9 CFR § 331.5 - Criteria and procedure for designating establishments with operations which would clearly endanger the public health; disposition of products; application of regulations.
(i) It bears or contains a pesticide chemical, food additive, or color additive, that is “unsafe” within the meaning of sections 408, 409, or 706 of the Federal Food, Drug, and Cosmetic Act or was intentionally subjected to radiation in a manner not permitted under section 409 of said Act; or if it bears or contains any other added poisonous or added deleterious substance which may render it injurious to health or make it unfit for human food; or
(ii) It consists in whole or in part of any filthy, putrid, or decomposed substance or is for any other reason unsound, unhealthful, or unwholesome or otherwise unfit for human food (for example, it was prepared from meat or other ingredients exhibiting spoilage characteristics; or it is, or was prepared from, a carcass affected with a disease transmissible to humans and its condemnation would be required under part 309 or 310 of the Federal Meat Inspection regulations (9 CFR parts 309, 310) at federally inspected establishments; or
(iii) It has been prepared, packed or held under insanitary conditions whereby it may have become contaminated with filth or may have been rendered injurious to health (for example if insects or vermin are not effectively controlled at the establishments, or insanitary water is used in preparing meat or meat food products for human food); or
(iv) It is, in whole or in part, the product of an animal that died otherwise than by slaughter; or
(v) Its container is composed, in whole or in part, of any poisonous or deleterious substance which may render the contents injurious to health; and
(2) Such adulterated articles are intended to be or are distributed from the establishment while capable of use as human food.

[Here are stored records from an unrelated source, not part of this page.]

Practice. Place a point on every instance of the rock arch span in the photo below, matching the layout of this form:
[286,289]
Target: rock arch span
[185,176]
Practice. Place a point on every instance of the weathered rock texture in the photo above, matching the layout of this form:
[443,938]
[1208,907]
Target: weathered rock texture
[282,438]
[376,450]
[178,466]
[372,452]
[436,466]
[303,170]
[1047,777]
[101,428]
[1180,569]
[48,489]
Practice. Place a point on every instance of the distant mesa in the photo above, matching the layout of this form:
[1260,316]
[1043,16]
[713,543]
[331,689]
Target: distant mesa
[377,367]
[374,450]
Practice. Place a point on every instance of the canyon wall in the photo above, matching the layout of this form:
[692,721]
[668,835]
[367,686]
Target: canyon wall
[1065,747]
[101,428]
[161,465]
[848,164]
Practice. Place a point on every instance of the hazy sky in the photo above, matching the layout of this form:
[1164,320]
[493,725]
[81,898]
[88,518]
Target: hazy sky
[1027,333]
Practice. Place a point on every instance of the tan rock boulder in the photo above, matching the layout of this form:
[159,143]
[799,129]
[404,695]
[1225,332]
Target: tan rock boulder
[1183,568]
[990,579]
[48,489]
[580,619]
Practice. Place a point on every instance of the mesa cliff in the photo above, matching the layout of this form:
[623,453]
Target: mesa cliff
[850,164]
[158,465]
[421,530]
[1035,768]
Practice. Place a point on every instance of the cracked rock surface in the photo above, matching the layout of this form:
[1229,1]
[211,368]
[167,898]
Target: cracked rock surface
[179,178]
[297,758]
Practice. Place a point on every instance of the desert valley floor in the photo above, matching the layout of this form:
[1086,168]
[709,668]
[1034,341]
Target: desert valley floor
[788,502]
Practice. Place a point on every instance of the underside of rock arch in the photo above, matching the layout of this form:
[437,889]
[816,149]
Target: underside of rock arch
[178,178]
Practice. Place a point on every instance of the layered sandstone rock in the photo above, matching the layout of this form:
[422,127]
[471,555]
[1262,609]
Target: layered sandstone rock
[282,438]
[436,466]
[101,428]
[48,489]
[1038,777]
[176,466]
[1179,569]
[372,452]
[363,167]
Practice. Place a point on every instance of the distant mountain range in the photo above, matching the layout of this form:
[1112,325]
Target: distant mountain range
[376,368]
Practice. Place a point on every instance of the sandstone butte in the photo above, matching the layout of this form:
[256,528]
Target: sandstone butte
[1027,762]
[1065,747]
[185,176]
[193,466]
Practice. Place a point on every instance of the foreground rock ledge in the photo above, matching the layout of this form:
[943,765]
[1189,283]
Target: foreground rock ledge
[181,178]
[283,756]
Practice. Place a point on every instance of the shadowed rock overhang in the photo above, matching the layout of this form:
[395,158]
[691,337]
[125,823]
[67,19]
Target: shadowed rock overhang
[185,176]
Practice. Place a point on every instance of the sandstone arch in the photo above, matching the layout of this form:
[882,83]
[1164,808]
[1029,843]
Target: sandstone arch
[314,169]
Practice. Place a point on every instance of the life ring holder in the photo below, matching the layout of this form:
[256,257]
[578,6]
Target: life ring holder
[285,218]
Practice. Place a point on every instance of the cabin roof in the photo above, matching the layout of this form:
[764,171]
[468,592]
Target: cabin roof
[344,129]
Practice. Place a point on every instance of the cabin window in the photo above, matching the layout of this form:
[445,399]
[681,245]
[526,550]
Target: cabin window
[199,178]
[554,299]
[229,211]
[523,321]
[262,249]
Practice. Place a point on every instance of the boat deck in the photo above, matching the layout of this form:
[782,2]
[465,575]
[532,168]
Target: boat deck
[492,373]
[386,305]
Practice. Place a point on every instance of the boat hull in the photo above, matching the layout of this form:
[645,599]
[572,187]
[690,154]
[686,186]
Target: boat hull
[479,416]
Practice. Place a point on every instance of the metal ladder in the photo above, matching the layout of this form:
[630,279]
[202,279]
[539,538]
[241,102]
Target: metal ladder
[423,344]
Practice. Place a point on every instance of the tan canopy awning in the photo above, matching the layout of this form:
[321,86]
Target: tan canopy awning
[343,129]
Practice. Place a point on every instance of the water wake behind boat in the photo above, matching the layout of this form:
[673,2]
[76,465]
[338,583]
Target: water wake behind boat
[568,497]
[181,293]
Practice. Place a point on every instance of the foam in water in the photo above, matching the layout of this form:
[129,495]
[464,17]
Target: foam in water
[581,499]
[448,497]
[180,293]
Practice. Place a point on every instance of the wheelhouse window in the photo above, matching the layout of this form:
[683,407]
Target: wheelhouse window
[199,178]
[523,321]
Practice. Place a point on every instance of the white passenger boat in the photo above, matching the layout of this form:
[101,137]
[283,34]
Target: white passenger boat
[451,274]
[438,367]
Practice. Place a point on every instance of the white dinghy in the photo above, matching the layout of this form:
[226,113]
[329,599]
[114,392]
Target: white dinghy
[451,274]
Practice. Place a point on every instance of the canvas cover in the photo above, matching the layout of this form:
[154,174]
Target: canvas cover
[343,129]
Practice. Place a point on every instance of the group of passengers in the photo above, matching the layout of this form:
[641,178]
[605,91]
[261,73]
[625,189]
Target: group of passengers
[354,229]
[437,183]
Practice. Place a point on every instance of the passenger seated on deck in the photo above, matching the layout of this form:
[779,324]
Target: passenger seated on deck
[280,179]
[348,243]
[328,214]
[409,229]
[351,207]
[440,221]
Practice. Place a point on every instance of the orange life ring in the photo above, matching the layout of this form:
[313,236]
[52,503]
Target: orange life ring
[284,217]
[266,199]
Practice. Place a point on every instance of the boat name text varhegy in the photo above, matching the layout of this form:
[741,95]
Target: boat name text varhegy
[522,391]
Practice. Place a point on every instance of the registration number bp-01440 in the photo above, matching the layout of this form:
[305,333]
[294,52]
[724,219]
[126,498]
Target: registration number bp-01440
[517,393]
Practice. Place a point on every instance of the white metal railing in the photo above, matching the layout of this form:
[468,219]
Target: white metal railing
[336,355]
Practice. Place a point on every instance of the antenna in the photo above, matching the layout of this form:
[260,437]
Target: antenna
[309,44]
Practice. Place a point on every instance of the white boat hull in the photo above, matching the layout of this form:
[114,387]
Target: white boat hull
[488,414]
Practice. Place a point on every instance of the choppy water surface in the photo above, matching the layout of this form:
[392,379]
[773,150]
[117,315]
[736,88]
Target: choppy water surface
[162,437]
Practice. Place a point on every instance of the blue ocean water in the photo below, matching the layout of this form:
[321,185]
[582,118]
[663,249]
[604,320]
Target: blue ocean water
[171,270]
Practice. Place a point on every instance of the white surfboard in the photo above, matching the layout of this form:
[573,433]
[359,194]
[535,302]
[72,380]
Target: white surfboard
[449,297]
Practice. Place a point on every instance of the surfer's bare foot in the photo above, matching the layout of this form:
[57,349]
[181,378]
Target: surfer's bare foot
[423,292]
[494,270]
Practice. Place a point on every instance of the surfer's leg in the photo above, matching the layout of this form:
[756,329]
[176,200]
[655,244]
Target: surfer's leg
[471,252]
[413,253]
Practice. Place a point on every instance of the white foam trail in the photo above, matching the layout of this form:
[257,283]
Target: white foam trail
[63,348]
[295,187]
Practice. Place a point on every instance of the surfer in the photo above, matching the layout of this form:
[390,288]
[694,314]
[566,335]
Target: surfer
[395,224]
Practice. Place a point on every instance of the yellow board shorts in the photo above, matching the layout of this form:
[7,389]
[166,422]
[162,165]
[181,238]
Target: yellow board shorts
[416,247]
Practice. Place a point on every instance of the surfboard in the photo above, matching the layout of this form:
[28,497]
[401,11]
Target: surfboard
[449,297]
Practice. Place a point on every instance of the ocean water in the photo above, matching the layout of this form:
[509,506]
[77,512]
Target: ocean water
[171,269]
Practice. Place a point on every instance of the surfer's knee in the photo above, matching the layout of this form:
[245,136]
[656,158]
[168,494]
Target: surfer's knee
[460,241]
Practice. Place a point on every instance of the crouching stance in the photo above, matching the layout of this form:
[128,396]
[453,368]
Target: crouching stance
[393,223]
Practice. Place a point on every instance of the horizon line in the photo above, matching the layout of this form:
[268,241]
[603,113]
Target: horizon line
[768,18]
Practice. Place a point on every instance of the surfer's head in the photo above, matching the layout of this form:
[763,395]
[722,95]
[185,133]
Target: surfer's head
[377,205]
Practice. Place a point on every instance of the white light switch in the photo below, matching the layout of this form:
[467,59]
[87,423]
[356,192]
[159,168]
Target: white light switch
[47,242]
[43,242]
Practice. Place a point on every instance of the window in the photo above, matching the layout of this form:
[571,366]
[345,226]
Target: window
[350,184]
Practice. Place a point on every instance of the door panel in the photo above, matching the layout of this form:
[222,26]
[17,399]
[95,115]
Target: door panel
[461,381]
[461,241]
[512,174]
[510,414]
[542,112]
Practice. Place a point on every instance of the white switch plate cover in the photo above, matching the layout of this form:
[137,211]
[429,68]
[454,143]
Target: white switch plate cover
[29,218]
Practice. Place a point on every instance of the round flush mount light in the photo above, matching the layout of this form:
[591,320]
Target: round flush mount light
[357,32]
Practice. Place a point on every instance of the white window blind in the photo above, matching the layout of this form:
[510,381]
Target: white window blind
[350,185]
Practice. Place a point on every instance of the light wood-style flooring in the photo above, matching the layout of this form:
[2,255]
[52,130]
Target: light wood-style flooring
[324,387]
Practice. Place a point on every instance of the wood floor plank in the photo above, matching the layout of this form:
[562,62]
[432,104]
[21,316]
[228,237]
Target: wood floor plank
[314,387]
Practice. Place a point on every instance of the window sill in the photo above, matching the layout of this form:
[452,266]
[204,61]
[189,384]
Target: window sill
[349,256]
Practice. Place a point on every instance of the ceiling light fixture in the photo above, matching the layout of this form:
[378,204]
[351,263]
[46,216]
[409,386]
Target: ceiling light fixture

(b) When any such establishment is identified by a Program Inspector as one producing adulterated product, which would clearly endanger public health under the criteria in paragraph (a) of this section, the following procedure will be followed:
(1) The Program Inspector will informally advise the operator of the establishment concerning the deficiencies found by him and report his findings to the appropriate Regional Director for the Program. When it is determined by the Regional Director that any establishment preparing products solely for distribution within any State is producing adulterated products for distribution within such State which would clearly endanger the public health, written notification thereof will be issued to the appropriate State officials, including the Governor of the State and the appropriate Advisory Committee, for effective action under State or local law to prevent such endangering of the public health. Such written notification shall clearly specify the deficiencies deemed to result in the production of adulterated products and shall specify a reasonable time for such action under State or local law.
(2) If effective action is not taken under State or local law within the specified time, written notification shall be issued by the Regional Director to the operator of the establishment, specifying the deficiencies involved and allowing him ten days to present his views or make the necessary corrections, and notifying him that failure to correct such deficiencies may result in designation of the establishment and operator thereof as subject to the provisions of titles I and IV of the Act as though engaged in commerce.
(3) Thereafter the Program Inspector shall survey the establishment and designate it if he determines, in consultation with the Regional Director, that it is producing adulterated products, which would clearly endanger the public health, and formal notice of such designation will be issued to the operator of the establishment by the Regional Director.
(c)Products on hand at the time of designation of an establishment under this section are subject to detention, seizure and condemnation in accordance with part 329 of this subchapter: Provided, That products that have been federally inspected and so identified and that have not been further prepared at any nonfederally inspected establishment may be released for distribution if the products appear to be not adulterated or misbranded at the time of such release.
(d) No establishment designated under this section can lawfully prepare any products unless it first obtains inspection or qualifies for exemption under § 303.1 of this subchapter. All of the provisions of the regulations shall apply to establishments designated under this section, except that the exceptions provided for in § 331.3 of this part shall apply to such establishments.